For personal travel you would want to be covering both exploration and a nice dinner. Or for more adventure travel, something which could go from hiking a trail to a nice dinner. Again, athletic shoes are probably out for most people.
It’s not an easy task to find shoes like this. Personally, I’ve tried to find something which can handle a stroll through a park and all the way into a client office. Your situation and needs will likely vary from this.
And then there’s family vacations where there’s just no way I am wearing anything but sneakers. People who live their lives out of one bag don’t have the luxury of adjusting their shoes on a trip by trip basis. You do. I do. So pack accordingly, just make it one pair which will work best for the things you will be doing the most, and passable for everything else.
If you can’t wear your shoes all day long, then they aren’t the right shoes for any trip. This is really obvious, but it is worth saying. Especially true with long airline travel — being at the airport, on the plane, and in transit to your destination can be a very long time and is usually not comfortable to begin with. You’ll want comfortable shoes for this, the only thing worse than rushing from gate to gate, is doing it while your feet are killing you too.1
Type of Shoe
I personally use all leather shoes for almost all of my travel — unless it is to a theme park. I also look for something with a rubber sole on it (not leather). From there, it is just trial and error with fit, comfort, and style.

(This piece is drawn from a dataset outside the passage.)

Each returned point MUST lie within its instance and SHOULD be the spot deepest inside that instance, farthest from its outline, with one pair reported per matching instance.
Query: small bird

I’ve seen a lot of people talk about all the different shoes they pack and they seem to circle back to two options:
Another couple options I have seen are Lem’s which are marketed as travel shoes and see to be closer to the Gobi’s listed above. Lastly, these Timberland shoes are ones I have been eyeing as possible candidates. There are tons of options, and outside of travel related blogs, Zappos reviews tend to be the best source of information on shoes.
What I Pack
For the longest time I packed some Oxford style leather shoes, which I cannot seem to figure the brand of, but they were not overly comfortable past 5-6 hours of wear. At the recommendation of many sites, I’ve begun packing Clark’s Desert Boots, which take a bit of breaking in, but man are they nice. They wear well and are very versatile.
It’s too early to state anything on their comfort, but I believe they will be plenty comfortable now that they are broken in. Pre-break in they were not the most comfortable shoe to wear.
For family vacations to places like Disney, I am a big fan of wearing only athletic shoes. Personally I wear Nike Internationalists on those trips. They are very comfortable and I like the look of the shoe.
If Working Out Is Something You Need to Consider
At the top of my to-buy list is the Nike Flynit Lunar 3, which would be a great second pair of shoes to pack if you wanted to pack something like the Desert Boots, but have something for the gym, or running. These shoes weigh next to nothing, and look to pack down small.
Find a pair of shoes you are comfortable wearing in all the situations you think you will be in, and wear those. Generally, if you can get through a day of airplane travel with the shoes, and not be in pain, they are going to be comfortable enough for your trip.